The Kazakh Finance Ministry asked Karachaganak Petroleum Operating BV to pay about 20 billion tenge ($136 million) for 2004, according to a copy of a ministry letter obtained by Bloomberg News. The Prosecutor General Office’s will analyze the tax and customs stability of the production-sharing agreement for Karachaganak, the country’s second-largest producing oil field, for compliance with Kazakh law, according to the letter.
The former Soviet republic, the largest oil producer in the Caspian Sea region after Russia and Iran, aims to boost revenue by increasing taxes, buying into projects and curbing the costs that eat into its share of profits. In 2005, Kazakhstan joined the offshore Kashagan development, its biggest oilfield by reserves, citing delays and cost overruns.
“Further tax claims may follow,” Tatyana Kalachova, an analyst at Moscow-based Renaissance Capital’s Kazakh unit, said by telephone today.
Kazakhstan’s budget has earned $7.2 billion, including $5.1 billion taxes, from Karachaganak from 1998 through last year, KazMunaiGaz National Co., the state energy producer, said last month. The venture produced 89.4 million tons of oil (about 650 million barrels) and 102.4 billion cubic meters of gas in the period, KazMunaiGaz said, without saying what the partners earned.
BG and Eni referred questions to Karachaganak Petroleum. Sergei Pushkarev, a spokesman for the venture, declined to comment by telephone and didn’t immediately respond to e-mailed questions, as did spokespeople for the Finance Ministry, Energy Ministry and Prosecutor General’s Office.
Prime Minister Karim Masimov’s spokeswoman, Ainagul Shakirova, wasn’t immediately available to comment when called by Bloomberg News today.
The Karachaganak venture is in talks to sell a 10 percent stake in the field to the government for $1 billion to resolve a dispute over export oil taxes, a person familiar with the matter said in December.

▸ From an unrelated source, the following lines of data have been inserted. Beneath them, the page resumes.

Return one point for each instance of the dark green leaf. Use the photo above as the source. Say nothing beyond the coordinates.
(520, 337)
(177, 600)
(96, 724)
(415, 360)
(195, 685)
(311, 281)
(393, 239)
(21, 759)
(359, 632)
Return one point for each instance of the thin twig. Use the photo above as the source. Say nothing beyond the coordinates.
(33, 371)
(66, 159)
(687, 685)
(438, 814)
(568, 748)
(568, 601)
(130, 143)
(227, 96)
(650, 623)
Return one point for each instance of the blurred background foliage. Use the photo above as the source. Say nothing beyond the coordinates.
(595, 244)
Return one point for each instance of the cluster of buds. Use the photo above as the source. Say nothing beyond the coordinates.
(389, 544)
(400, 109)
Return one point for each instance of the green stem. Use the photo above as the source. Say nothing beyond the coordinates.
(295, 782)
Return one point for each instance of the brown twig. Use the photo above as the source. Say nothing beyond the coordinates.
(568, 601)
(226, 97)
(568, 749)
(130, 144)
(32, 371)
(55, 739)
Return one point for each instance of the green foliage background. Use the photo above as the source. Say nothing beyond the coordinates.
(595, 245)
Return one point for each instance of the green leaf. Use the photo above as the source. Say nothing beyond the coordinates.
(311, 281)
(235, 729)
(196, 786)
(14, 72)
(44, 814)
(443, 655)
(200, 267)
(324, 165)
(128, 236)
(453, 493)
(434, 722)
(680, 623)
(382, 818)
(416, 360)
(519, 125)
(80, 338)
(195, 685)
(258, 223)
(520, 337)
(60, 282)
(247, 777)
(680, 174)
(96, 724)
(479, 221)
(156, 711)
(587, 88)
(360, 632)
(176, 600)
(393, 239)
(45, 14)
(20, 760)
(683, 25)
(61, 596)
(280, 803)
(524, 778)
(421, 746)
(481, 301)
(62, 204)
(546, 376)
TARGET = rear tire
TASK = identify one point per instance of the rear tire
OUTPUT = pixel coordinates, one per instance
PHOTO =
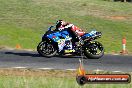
(46, 49)
(91, 50)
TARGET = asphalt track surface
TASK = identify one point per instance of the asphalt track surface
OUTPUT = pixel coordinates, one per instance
(31, 59)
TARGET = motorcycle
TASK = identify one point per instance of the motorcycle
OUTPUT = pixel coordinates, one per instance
(63, 42)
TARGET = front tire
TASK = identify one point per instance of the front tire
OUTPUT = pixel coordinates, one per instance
(94, 50)
(46, 49)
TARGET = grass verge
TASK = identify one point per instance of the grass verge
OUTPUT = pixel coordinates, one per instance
(27, 78)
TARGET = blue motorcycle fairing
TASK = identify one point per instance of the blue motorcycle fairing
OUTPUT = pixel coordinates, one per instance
(59, 37)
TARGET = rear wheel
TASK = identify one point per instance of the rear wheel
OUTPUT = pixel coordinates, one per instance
(46, 49)
(94, 50)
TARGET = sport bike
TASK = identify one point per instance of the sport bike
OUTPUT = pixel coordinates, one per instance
(65, 43)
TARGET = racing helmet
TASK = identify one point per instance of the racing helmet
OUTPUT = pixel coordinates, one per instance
(59, 23)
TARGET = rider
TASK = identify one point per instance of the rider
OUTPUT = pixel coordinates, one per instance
(77, 32)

Karachaganak Petroleum has sought to recover more than $1 billion in export duties from the state, Energy Minister Sauat Mynbayev said on Sept. 22.
$14.5 Billion Expansion
Kazakhstan, holder of 3.2 percent of the world’s crude, imposed the duties in May 2008 as it sought a bigger share of the nation’s oil wealth amid record prices. The duty was cut to zero as in January of last year after oil futures plunged more than $100 from July’s record $147.27 a barrel.
The venture is now considering whether to expand the field in a third phase, which will cost $14.5 billion, KazMunaiGaz said last month. BG Group Plc had estimated in 2007 that the expansion would cost $8 billion by 2012.

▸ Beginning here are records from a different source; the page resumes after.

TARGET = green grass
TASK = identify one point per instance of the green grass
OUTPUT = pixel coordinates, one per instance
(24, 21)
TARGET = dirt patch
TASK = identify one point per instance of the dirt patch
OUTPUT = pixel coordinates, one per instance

In 2008, BG delayed an investment decision on the third phase until this year in anticipation of lower industry costs. Only about 6 percent of the hydrocarbons that the field is estimated to contain have been pumped. The partners had planned to expand output capacity at the field by 45 percent to about 320,000 barrels of oil equivalent a day.
Reading, England-based BG and Rome-based Eni are the largest shareholders in Karachaganak Petroleum, each with a 32.5 percent stake, while Chevron Corp. has a 20 percent interest and OAO holds Lukoil 15 percent.
The 2004 tax bill includes 9.2 billion tenge in back taxes, 6.3 billion tenge in late payment penalties and 4.5 billion tenge in fines, according to the letter.